In answer to the appellant, in effect, put the whole essence of his defence. He said “My answer is that it was sickness; because even if my mother had annoyed me, it’s not a cutlass or a knife with
[p.436] of [1959] GLR 434
which I should attack her.” Earlier in his evidence he had said that on the morning in question his whole mind was confused, and that after his mother had said she did not want him to return to Jasikan, and later denied any knowledge of a letter for which he was searching, and in which his wife had said she no longer wished to continue in marriage with him, he remembered no more as to what happened until he was told at Kibi Police Station on the following day.

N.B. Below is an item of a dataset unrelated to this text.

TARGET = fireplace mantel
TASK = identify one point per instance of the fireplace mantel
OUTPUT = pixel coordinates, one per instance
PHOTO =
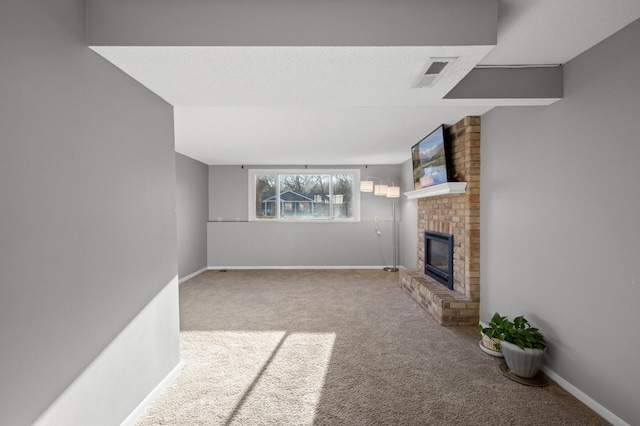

The suggestion of hysterical amnesia does not provide a defence, however, and cannot be said in law to support a plea of insanity (see the case of R. v. Podola ( [1960] I Q.B. 325)).
Upon a full consideration of the recorded evidence, however, we formed the opinion that the frenzy into which the appellant was thrown by grievances that were undoubtedly of a trivial nature may well have resulted from, and possibly were the aftermath of, some nine months of illness which had rendered him prone to “lose his head” even to the point of attacking his mother. We could not find in all this any defence in law, and we therefore dismissed the appeal. We felt however, that in all the circumstances the facts are so much in mitigation of the offence of murder as to justify our recommending for consideration a reprieve from sentence of death.